Despite admission for three days from January 9 to 11 the hospital failed to recognise Ms Hill's condition as Guillain-Barre Syndrome or even consider the potential for it.
That was achieved in an hour by doctors at the PA who had immediately ordered, on her admission there, the lumbar puncture, originally requested by her GP.
Dr Piotr Swierkowski, Executive Director Medical, Sunshine Coast Hospital and Health Service said while it could not comment on an individual patient's treatment without their consent, it apologised if Ms Hill felt her care was not optimal.
"We will review this matter thoroughly and evaluate the care this patient received with our service," Dr Swierkowski said.
Guillain-Barre is an autoimmune disease where the body's immune system begins to attack the peripheral nervous system causing weakness and paralysis as the motor nerves were affected.
Abnormal sensations and pain were also cause through damage to sensory nerves.
The outcome can be almost total paralysis and weakness to chest muscles responsible for breathing.
Instead of doing the lumbar puncture requested by her doctor that would have helped identify the cause of Ms Hill's illness she was discharged to suffer for a further five days in increasing hip and back pain, limb dysfunction, constipation and paraesthesias (tingling and pricking of the skin caused by nerve damage).

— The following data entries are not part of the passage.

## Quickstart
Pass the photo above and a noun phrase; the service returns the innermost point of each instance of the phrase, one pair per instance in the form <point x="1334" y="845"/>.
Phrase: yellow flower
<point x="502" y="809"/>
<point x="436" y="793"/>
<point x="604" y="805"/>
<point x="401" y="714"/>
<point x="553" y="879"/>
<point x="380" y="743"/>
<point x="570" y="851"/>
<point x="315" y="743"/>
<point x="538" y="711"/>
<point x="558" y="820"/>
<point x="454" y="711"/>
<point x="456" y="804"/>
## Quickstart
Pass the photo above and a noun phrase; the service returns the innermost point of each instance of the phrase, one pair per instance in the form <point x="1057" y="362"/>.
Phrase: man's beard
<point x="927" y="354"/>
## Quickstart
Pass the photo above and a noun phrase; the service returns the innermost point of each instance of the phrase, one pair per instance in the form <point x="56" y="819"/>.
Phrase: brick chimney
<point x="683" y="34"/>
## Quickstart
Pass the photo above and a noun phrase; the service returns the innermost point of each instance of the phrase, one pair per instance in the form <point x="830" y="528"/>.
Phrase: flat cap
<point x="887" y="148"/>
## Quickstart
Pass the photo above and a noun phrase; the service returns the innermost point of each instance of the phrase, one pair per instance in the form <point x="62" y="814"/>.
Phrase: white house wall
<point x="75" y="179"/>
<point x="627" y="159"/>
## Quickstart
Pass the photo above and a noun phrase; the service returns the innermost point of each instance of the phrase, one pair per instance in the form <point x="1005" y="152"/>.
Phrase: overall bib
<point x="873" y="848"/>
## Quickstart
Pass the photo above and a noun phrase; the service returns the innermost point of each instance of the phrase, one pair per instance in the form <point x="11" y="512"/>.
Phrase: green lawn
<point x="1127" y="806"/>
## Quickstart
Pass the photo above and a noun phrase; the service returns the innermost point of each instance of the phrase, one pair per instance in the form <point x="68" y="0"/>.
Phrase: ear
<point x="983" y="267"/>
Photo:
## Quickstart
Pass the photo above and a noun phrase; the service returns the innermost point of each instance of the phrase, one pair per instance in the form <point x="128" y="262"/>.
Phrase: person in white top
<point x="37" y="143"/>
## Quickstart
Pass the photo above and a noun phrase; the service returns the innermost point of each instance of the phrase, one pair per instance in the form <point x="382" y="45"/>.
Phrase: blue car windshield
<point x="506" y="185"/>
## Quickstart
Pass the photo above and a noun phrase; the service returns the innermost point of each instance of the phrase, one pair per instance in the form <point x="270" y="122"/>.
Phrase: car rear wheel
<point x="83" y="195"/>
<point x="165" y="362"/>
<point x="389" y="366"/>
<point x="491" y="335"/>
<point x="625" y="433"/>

Ms Hill said it was clear her treating doctor at the hospital had considered her symptoms were all in her head.
Ms Hill had initially gone to see her GP because of the pain she was experiencing in different parts of her body and the pins and needles that had slowly worked their way up from her feet to her knees.
Dr Heath directed her straight to the Sunshine Coast University Hospital where more concern was shown about a rash the admitting doctor thought was shingles than her gait and the stumbling she was experiencing.
Ms Hill said she was placed in isolation for three days in extreme pain during which time her sheets weren't changed and pain killers weren't offered because they were addictive.
"I was hanging onto the bed because I couldn't lie down (because of the pain)," she said.
"The doctor came into the room and asked what I was doing out of bed. When he said 'come here' I fell on the floor in tears. He just said 'what are you doing down there, get up'."
She said when she was eventually helped up she was asked if everything was alright at home.
"There were two other people standing there," Ms Hill said.
"I felt like I was being treated as a mental person or a drug addict. I felt intimidated and confused."
Ms Hill was given pain relief and asked if she could have a shower.
She said a physio brought her a walker because she couldn't rely on nurses getting to her to the toilet in time.
When she asked for a shower again she said towels were just thrown on her bed and she had to ask for help before any was given.
"She set me up in the bathroom then left me," Ms Hill said.
When tests showed her skin condition wasn't contagious Ms Hill said she was told she couldn't stay in the isolation room because it wasn't good for her mental health.
By that point neither she or her husband Michael White wanted anything to do with the hospital.
Ms Hill was discharged unable to walk independently to go home in agony.
Her condition further deteriorated over the following days to the point where the impact of Guillain-Barre Syndrome was affecting her breathing.
Mr White, at her GP's recommendation, made a 2am trip to Princess Alexandria Hospital in Brisbane rather than return the Sunshine Coast University Hospital.
She was to remain there for nine days receiving the plasma exchange therapy which stopped further damage to her health.
Ms Hill, now recovering at home but unable to walk for more than three minutes a day, said she was feeling stronger by the day.
The massage and beauty therapist has lost the home business she was in the process of building and can't even drive a car for the immediate future.
She said she had been told she could expect a recovery to between 50 per cent and 95 per cent of her previous health.